KAZUHIRO NOGI | AFP | Getty Images

Japanese automotive giant Nissan is to invest 2 trillion yen (around $17.6 billion) over the next five years to speed up the electrification of its product line.

Nissan said on Monday it would aim to roll out 23 new electrified models by 2030, 15 of which will be fully electric.

It is targeting a 50% electrification mix for its Nissan and Infiniti brands by the end of the decade.

On the battery front, the firm is planning to introduce all-solid-state batteries, or ASSB, to the market by 2028. A pilot ASSB facility in the Japanese city of Yokohama will be readied “as early as fiscal year 2024”, Nissan said.

In a speech outlining the plans, Nissan CEO Makoto Uchida said his company was focusing on the in-house development of ASSB.

“With this, we’ll be able to double the energy density versus current lithium-ion batteries,” he said. “With batteries made smaller and thinner, we can offer flexible layout with more dynamic performance, expanding to larger segments like pick up trucks.”

Nissan is one of several well-known companies pursuing an electrification strategy.
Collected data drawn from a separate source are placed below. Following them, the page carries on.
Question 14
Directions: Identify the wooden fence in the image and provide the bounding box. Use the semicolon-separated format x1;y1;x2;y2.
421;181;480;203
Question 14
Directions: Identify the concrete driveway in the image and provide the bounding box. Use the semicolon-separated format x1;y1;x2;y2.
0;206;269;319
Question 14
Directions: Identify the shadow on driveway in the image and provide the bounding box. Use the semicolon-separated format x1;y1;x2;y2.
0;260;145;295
In March, Volvo Cars said it planned to become a “fully electric car company” by the year 2030. Elsewhere, BMW Group has said it wants fully electric vehicles to represent at least 50% of its deliveries by 2030.

It comes at a time when major economies around the world are attempting to reduce the environmental footprint of transportation.

The U.K., for example, wants to stop the sale of new diesel and gasoline cars and vans by 2030. It will require, from 2035, all new cars and vans to have zero tailpipe emissions.

Elsewhere, the European Commission, the EU’s executive arm, is targeting a 100% reduction in CO2 emissions from cars and vans by 2035.

Earlier this month, signatories to a declaration at the COP26 climate change summit said they would “work towards all sales of new cars and vans being zero emission globally by 2040, and by no later than 2035 in leading markets.”

While the U.S., China and carmakers including Volkswagen, Toyota and Nissan were absent from the declaration, signatories did include the U.K., Indian and Canadian governments and automotive firms such as Ford, General Motors and Volvo Cars.

Speaking to CNBC’s Steve Sedgwick on Monday morning, Nissan’s Uchida said his company needed to be “equipped and ready [for] how the market will evolve further in terms of … electrification.”

On charging, Uchida stressed the importance of collaboration. “We are focusing, not only [at] … Nissan but also in the Alliance [on] how we can further … contribute to establish the infrastructure in terms of the charging stations.”

Renault-Nissan-Mitsubishi is an automotive alliance that was established in 1999. Mitsubishi joined the strategic partnership in 2016.